Islam adalah agama yang mulia dan memuliakan. Aku tidak rela kalau Idul Adha pun dijadikan dalih untuk mengerdilkan fitrah manusia dan kemanusiaan.

Ini membuatku teringat pertanyaan yang dilontarkan Prof. Hasanu Simon, patron Pengajian Bubur Ayam di Pogung, Jogja, yang biasa kusambangi dulu. Beliau bertanya, "Mana yang lebih baik: orang miskin yang sabar atau orang kaya yang bersyukur?". Saat itu aku mesti berpikir keras sebelum menjawabnya.
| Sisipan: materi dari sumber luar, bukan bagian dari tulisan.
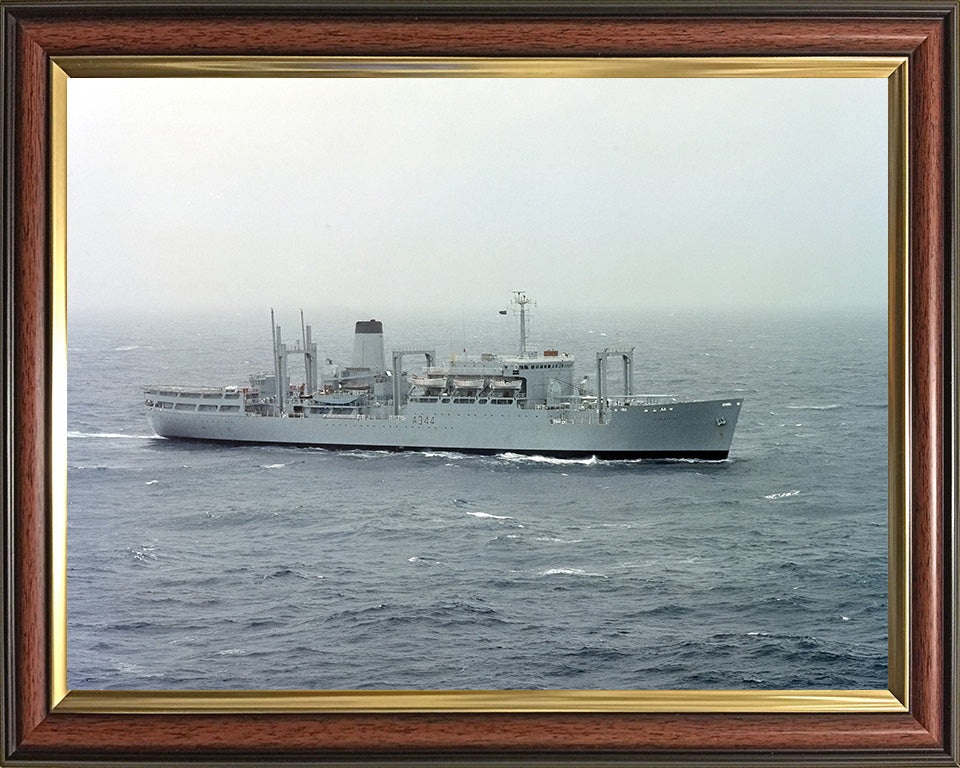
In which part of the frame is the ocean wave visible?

Orang miskin yang sabar punya harga diri ke-Islam-an yang tinggi; percaya bahwa Tuhan sudah dan sedang memberikan yang terbaik baginya; yakin bahwa benda bukan ukuran kebahagiaan yang sebenarnya; dan tentunya tidak memuliakan daging kambing/sapi sebegitu tingi sampai merendahkan diri sendiri.

Orang kaya yang bersyukur percaya bahwa di mata Tuhan hanya ada ketakwaan; bahwa harta adalah titipan; bahwa kekayaan tidak membuatnya lebih tinggi daripada orang-orang miskin di luar sana. Dia tidak akan merendahkan mereka. Dia akan berbagi dengan tulus; dengan hati, bukan hanya dengan fulus.

Yang manapun tidak akan terlibat skema pembagian kupon daging kurban ini. Yang manapun aku rasa baik untuk menjadi. Tetapi tangan di atas lebih baik daripada tangan yang diberi, jadi begitulah jawabanku kala itu.

Aku percaya bahwa ketika semua orang miskin rela bersabar dan semua orang kaya senang bersyukur, yang dimaksud dengan kewajaran adalah "Islam yang memuliakan".

Dan aku percaya Papa akan mengiyakan.